Tolkien indeed wrote that "there should be picturesque maps, providing more than a mere index to what is said in the text". His maps thus have at least three functions: to help the author construct a consistent plot; to guide the reader; and through the "picturesque", the aesthetic experience, to lead the reader into the imagined secondary world.

From map to plot

In 1954, Tolkien wrote in a letter to the novelist Naomi Mitchison that
Tolkien developed not only maps but names and languages before he arrived at a plot. He had already used Old Norse for the Dwarves of Dale in The Hobbit, and he was using modern English for the Hobbits of the Shire ; his choice of Old English for the riders of Rohan implied a linguistic map of Middle-earth, with different peoples, languages and regions.
Karen Wynn Fonstad, author of The Atlas of Middle-earth, commented that in such a world, writing has to be based on detailed knowledge of each of many types of details; she found herself, as Tolkien had, unable to proceed with the atlas until she had mastered all of them. Distances travelled, the chronology of the quest, geology, and terrain all needed to be understood to create the work.

Impression of depth

Campbell stated that the "lovingly detailed" maps helped to shape the stories and create a "believable whole". In Shippey's view, "the names and the maps give Middle-earth that air of solidity and extent both in space and time which its successors so conspicuously lack". One way that this works, he argues, is that readers, far from analysing the etymology of place-names as Tolkien habitually did, take them as labels, "as things.. in a very close one-to-one relationship with whatever they label". That in turn makes them "extraordinarily useful to fantasy, weighing it down as they do with repeated implicit assurances of the existence of the things they label, and of course of their nature and history too."

Setting the standard

Critics agree that Tolkien's maps set a completely new standard for fantasy novels, so that their use has become expected in the genre, which he largely created; Peter Jackson chose to use Tolkien's Middle-earth map in his Lord of the Rings film trilogy.
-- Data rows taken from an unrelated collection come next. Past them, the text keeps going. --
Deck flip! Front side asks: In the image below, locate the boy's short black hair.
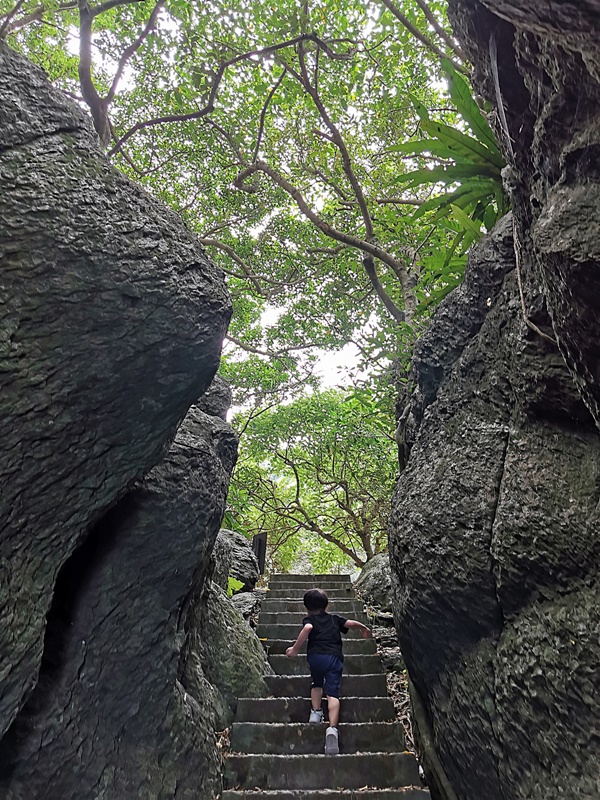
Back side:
[304,589,329,611]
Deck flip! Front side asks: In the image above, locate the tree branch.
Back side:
[381,0,468,75]
[234,161,409,306]
[415,0,468,61]
[200,239,270,300]
[0,0,25,39]
[78,0,111,146]
[109,33,349,156]
[104,0,165,106]
[252,67,287,161]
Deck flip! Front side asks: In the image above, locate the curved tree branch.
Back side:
[234,161,409,322]
[381,0,468,75]
[415,0,467,61]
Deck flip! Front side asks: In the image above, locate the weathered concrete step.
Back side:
[263,638,377,655]
[261,595,365,617]
[269,572,351,586]
[225,753,419,789]
[269,655,383,675]
[231,722,404,755]
[236,696,396,728]
[267,583,354,600]
[265,673,387,697]
[256,618,362,644]
[258,609,367,627]
[222,786,431,800]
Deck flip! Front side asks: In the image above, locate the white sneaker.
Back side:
[325,727,340,756]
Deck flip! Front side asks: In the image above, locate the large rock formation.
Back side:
[390,0,600,800]
[354,553,392,611]
[213,528,260,592]
[0,408,237,800]
[0,43,236,800]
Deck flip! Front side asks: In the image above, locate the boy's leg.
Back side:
[326,695,340,728]
[324,659,343,756]
[310,686,323,711]
[308,655,323,723]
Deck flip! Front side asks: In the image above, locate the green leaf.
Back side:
[452,205,483,239]
[441,58,502,159]
[421,120,504,172]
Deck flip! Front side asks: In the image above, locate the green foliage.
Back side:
[391,59,508,308]
[0,0,506,580]
[227,575,244,597]
[229,390,397,571]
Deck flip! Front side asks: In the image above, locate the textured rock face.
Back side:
[390,7,600,800]
[354,553,392,611]
[198,375,232,419]
[183,582,273,730]
[449,0,600,424]
[0,43,234,798]
[0,408,238,800]
[213,528,260,592]
[390,220,600,800]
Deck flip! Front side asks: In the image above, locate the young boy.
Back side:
[285,589,371,756]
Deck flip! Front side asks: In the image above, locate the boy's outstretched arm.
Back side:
[346,619,373,639]
[285,622,312,656]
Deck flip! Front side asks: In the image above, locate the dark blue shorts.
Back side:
[307,653,344,697]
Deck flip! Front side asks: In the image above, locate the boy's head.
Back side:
[304,589,329,612]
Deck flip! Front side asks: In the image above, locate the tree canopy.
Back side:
[0,0,506,568]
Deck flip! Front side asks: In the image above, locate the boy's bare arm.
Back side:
[285,622,312,656]
[346,619,373,639]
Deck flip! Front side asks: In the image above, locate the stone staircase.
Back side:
[223,575,430,800]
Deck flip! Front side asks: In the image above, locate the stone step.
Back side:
[269,655,383,675]
[222,786,431,800]
[224,753,419,789]
[261,595,365,617]
[267,583,354,600]
[269,572,351,586]
[258,609,367,628]
[265,673,387,697]
[231,722,404,755]
[256,618,362,642]
[263,637,377,655]
[236,696,396,724]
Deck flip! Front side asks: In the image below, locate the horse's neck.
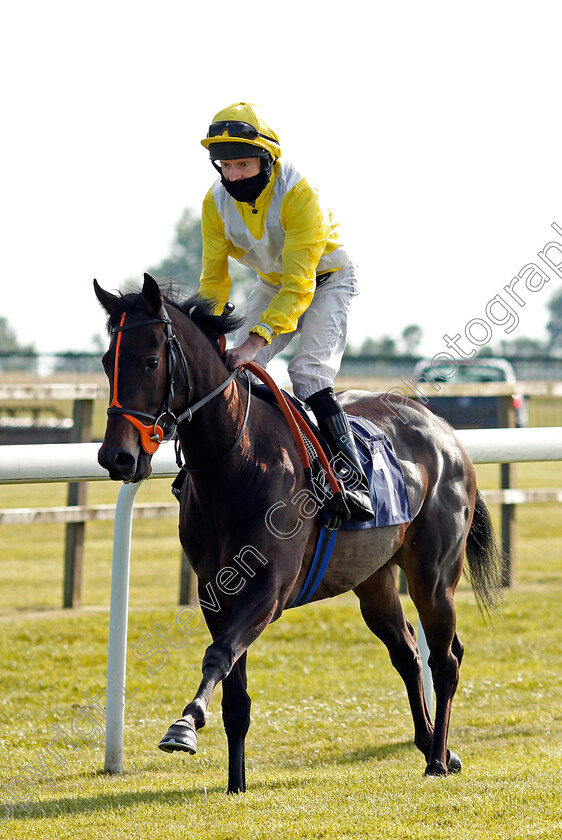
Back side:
[178,330,248,470]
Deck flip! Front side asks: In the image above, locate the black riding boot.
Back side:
[307,388,375,522]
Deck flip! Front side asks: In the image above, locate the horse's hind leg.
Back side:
[407,537,463,776]
[354,566,433,761]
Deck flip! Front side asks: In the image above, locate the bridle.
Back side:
[107,306,251,472]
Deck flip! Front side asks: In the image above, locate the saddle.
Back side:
[246,362,412,531]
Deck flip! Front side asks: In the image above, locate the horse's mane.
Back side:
[107,285,242,343]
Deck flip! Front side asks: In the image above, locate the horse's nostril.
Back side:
[114,452,136,470]
[98,446,137,481]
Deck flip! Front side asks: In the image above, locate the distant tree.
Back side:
[144,208,252,311]
[546,289,562,353]
[0,318,35,353]
[359,335,397,356]
[401,324,423,356]
[0,317,37,370]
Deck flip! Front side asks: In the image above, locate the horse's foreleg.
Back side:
[354,566,433,761]
[158,564,281,780]
[222,653,251,793]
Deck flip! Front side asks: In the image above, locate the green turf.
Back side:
[0,464,562,840]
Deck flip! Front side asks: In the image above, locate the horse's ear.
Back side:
[142,274,164,315]
[94,280,120,315]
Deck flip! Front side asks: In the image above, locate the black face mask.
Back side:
[221,170,269,202]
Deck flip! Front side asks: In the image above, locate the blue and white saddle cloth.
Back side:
[341,414,412,531]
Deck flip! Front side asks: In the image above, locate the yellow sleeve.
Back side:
[199,188,232,315]
[250,179,332,340]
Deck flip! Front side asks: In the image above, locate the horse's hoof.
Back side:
[158,720,197,755]
[447,750,462,773]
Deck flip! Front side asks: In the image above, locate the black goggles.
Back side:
[207,120,277,145]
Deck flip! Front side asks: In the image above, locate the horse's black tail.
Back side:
[466,490,503,615]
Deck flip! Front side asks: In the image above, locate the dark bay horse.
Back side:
[94,275,500,792]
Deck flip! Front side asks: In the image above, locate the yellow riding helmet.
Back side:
[201,102,281,161]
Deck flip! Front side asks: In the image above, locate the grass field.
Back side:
[0,464,562,840]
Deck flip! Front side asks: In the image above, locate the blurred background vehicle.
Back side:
[413,357,529,429]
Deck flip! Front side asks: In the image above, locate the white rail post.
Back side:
[104,482,141,773]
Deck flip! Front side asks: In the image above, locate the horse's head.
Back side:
[94,274,189,482]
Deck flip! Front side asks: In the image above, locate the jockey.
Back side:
[199,102,374,521]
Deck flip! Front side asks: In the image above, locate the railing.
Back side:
[0,434,562,773]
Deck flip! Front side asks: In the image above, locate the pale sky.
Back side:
[0,0,562,355]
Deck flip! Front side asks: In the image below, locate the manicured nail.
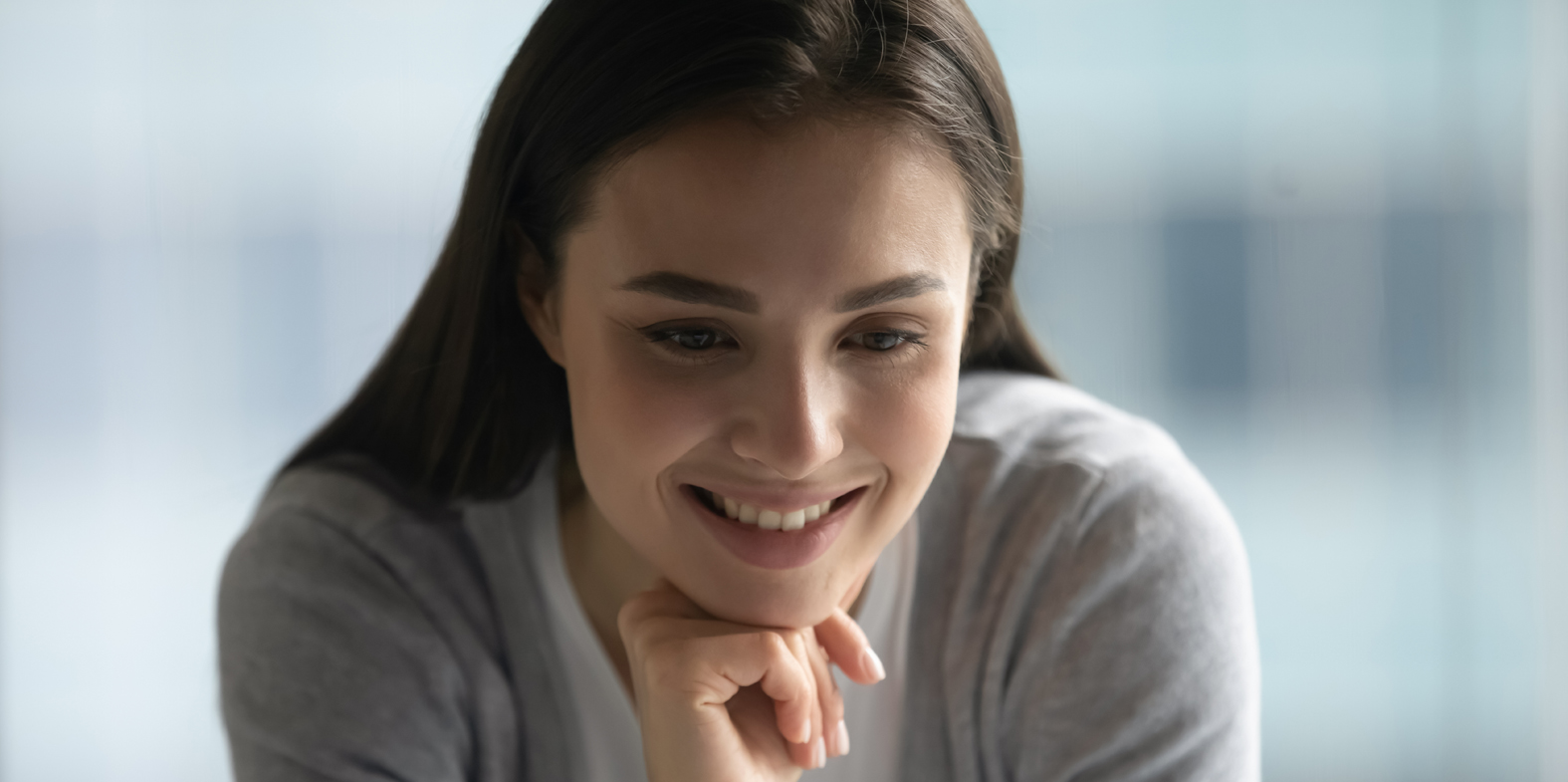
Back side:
[861,647,887,681]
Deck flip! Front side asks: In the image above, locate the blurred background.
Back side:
[0,0,1568,782]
Among later bestselling fantasy authors, George R. R. Martin has used maps in all his A Song of Ice and Fire books, starting with A Game of Thrones. Tolkien was not the first to use maps in a novel about strange worlds; among books that he was most likely familiar with, Jonathan Swift included maps in his 1726 Gulliver's Travels, and Robert Louis Stevenson followed in his 1883 adventure story Treasure Island.

Derived maps

Iconic poster map

In 1969, Tolkien's publisher Allen & Unwin commissioned the illustrator Pauline Baynes to paint a map of Middle-earth. Tolkien supplied her with copies of his draft maps for The Lord of the Rings, and annotated her copy of his son Christopher's 1954 map for The Fellowship of the Ring. Allen & Unwin published Baynes's map as a poster in 1970. It was decorated with a header and footer showing some of Tolkien's characters, and vignettes of some of his stories' locations. The poster map became "iconic" of Middle-earth. She was the only illustrator of whom Tolkien approved.

Redraftings

Campbell writes that the redrafting of the maps by the publishers HarperCollins for a later edition of The Lord of the Rings has made the cartography "bland, modern, professional illustration". In her view, this is "an unintentional reversion to decorative but technically inaccurate medieval-style maps", something that she finds misguided, as in his maps "Tolkien desired accuracy more than decoration". In addition, the redrafting loses what she calls "the illusion of Bilbo's own fair copies of older maps and which suggested a culture without printing presses or engraving", through Tolkien's own "charming hand lettering".